Grasser heute vor U-Ausschuss Politik

"Kaufte" Novomatic Gesetze von Politikern?

"Kaufte" Novomatic Gesetze von Politikern?

Der Ex-Finanzminister soll zur Causa Glücksspiel Rede und Antwort stehen (© APA)

KORRUPTIONS-U-AUSSCHUSS GRASSER
Der Ex-Finanzminister soll zur Causa Glücksspiel Rede und Antwort stehen
Der parlamentarische Korruptions-Untersuchungsausschuss hat am Dienstag die Befragungen zur Causa Glücksspiel wieder aufgenommen. Aussagen sollen u.a. der Lobbyist Peter Hochegger und Ex-Finanzminister Karl-Heinz Grasser.
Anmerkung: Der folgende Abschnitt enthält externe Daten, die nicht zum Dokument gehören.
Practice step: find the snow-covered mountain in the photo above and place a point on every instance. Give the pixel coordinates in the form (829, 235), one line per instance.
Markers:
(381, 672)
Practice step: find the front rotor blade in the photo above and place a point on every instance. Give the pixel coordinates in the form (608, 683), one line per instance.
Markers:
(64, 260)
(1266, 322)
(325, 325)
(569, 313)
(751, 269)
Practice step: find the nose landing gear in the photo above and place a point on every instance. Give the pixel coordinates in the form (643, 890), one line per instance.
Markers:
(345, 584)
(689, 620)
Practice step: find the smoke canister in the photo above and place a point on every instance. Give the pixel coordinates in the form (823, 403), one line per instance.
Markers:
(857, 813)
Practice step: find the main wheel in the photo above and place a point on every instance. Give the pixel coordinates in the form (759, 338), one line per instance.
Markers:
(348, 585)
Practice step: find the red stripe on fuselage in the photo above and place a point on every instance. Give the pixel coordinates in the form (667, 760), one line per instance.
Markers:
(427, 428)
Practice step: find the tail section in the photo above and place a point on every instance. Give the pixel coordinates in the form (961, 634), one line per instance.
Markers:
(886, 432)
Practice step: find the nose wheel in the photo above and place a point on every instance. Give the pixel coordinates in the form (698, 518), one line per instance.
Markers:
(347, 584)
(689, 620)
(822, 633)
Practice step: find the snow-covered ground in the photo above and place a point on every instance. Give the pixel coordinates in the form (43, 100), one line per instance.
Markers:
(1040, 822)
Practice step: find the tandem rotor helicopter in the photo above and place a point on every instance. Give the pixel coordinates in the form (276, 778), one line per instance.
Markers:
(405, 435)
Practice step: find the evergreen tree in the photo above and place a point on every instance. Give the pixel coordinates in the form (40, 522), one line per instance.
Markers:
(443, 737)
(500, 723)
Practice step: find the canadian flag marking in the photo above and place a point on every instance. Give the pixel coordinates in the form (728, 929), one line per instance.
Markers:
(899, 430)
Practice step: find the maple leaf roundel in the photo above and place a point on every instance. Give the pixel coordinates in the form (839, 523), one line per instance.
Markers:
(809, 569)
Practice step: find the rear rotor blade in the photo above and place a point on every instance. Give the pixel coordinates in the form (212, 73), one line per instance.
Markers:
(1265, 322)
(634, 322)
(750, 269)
Hochegger wollte vor seiner Befragung gegenüber Journalisten nichts sagen. Dass der wichtige Zeuge Kurt Lukasek abgesagt hat, finden ÖVP, FPÖ und BZÖ nicht ganz so tragisch. Die Parlamentarier wollen beleuchten, ob es einen Zusammenhang zwischen einer geplanten Änderung des Glücksspielgesetzes im Jahr 2006 und Zahlungen der Glücksspielindustrie an die Politik gegeben hat.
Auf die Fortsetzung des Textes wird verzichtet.